I don't believe that anyone but ourselves can truly heal us. You have it within you Kat, it just takes work, time and patience with yourself (Therapy & Support too) . You can learn differently and begin to heal.
Accepting that this is a process, makes doing the "work" a little bit easier.

https://www.niaaa.nih.gov/alcohol-health/overview-alcohol-consumption/moderate-binge-drinking
"Moderate alcohol consumption:
According to the "Dietary Guidelines for Americans 2015-2020," U.S. Department of Health and Human Services and U.S. Department of Agriculture, moderate drinking is up to 1 drink per day for women and up to 2 drinks per day for men."
"Binge Drinking:
NIAAA defines binge drinking as a pattern of drinking that brings blood alcohol concentration (BAC) levels to 0.08 g/dL. This typically occurs after 4 drinks for women and 5 drinks for men—in about 2 hours.
The Substance Abuse and Mental Health Services Administration (SAMHSA), which conducts the annual National Survey on Drug Use and Health (NSDUH), defines binge drinking as 5 or more alcoholic drinks for males or 4 or more alcoholic drinks for females on the same occasion (i.e., at the same time or within a couple of hours of each other) on at least 1 day in the past month."
"Heavy Alcohol Use:
SAMHSA defines heavy alcohol use as binge drinking on 5 or more days in the past month."
"NIAAA's Definition of Drinking at Low Risk for Developing Alcohol Use Disorder (AUD):
For women, low-risk drinking is defined as no more than 3 drinks on any single day and no more than 7 drinks per week. For men, it is defined as no more than 4 drinks on any single day and no more than 14 drinks per week. NIAAA research shows that only about 2 in 100 people who drink within these limits have AUD."
Sending you best wishes,
A

Kat

It's interesting...I first posted about this back in July and the July 3rd post had sat there for a while.  I stayed home from work on Thursday because I'd drunk so much the night before and knew I wouldn't be able to function.  And what do I see when I jump on the forum--Sick of Binge Drinking...Ugh.  Indeed.
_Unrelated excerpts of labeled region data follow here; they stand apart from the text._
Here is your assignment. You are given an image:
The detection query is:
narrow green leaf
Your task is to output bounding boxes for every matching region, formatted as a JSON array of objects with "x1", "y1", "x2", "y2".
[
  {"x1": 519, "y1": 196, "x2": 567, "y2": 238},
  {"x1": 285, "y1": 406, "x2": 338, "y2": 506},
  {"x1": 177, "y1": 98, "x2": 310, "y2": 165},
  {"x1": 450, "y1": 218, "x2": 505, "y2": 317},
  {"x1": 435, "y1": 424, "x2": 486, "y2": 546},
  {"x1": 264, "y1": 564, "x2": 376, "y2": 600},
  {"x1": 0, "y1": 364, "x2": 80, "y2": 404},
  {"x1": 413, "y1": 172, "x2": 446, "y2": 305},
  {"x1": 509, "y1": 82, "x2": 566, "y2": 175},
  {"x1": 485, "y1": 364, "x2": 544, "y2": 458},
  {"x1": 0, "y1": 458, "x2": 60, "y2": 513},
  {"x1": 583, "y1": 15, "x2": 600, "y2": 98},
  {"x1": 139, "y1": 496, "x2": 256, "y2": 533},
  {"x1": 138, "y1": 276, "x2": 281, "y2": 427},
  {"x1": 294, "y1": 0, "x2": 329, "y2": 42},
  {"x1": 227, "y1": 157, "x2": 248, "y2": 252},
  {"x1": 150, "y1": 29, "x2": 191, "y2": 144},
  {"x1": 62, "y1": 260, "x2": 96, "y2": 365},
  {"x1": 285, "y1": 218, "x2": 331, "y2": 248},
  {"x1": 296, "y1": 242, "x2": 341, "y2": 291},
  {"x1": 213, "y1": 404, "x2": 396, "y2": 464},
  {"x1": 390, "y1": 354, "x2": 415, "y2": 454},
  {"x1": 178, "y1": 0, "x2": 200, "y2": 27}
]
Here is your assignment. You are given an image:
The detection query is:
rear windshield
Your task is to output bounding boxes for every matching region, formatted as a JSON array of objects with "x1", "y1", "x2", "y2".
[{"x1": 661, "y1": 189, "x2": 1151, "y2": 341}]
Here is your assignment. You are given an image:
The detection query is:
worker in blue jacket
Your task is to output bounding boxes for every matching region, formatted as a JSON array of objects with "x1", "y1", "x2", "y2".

Thank you all for the responses.  I've been doing better--despite Wednesday night/Thursday morning.  I drink less often, so that's good.  I'm still working on it.  The thing that was different this time around is that I actually felt compassion for myself instead of feeling ashamed and angry at myself.  I slept through most of Thursday and it felt so peaceful and nice.  It felt like the quiet after the storm, which it really was as we'd had rain the night before.

My T pointed out that I tend to have "something like memories" come up after I have an especially bad drinking binge.  She said it was a chicken or egg situation.  She thinks the drinking somehow allows me to access those memories.  I think it's more likely that they are wanting to be known and I'm subconsciously feeling it and want to drown it out with the alcohol.

Anyhow, I'll continue to fight.  I believe I'll win in the long run.

Three Roses


justdontknow

It's really tough and frustrating. I really do feel for you.

I find drinking really helps at the time but then the next couple of days I have a massive dip and I feel so ill I resolve never to even drink again. And then I do. But gradually I've realised that the horrible depressed moods I have are often the days following me drinking alcohol, which has made me moderate my alcohol intake a bit more. It's been difficult to do but it helps if i'm out with people who don't drink as much as i want to drink and i restrain myself to drinking as much as they do. I've started having the odd drink or three alone recently though which i really don't want to be doing because I feel like the temptation is really easy then. Going to have to make sure i don't have any to hand so the temptation isn't there.

sanmagic7

you go, kat.  keep fighting the good fight.  it'll happen.  same for you, jdk.  it's our warrior spirit that won't let us just sit and do nothing, that keeps us looking and learning.  here's to us - i'm toasting with pink lemonade!  big hug!

Kizzie

QuoteThe thing that was different this time around is that I actually felt compassion for myself instead of feeling ashamed and angry at myself.

:thumbup:   :thumbup:    :thumbup:

QuoteAnyhow, I'll continue to fight.  I believe I'll win in the long run.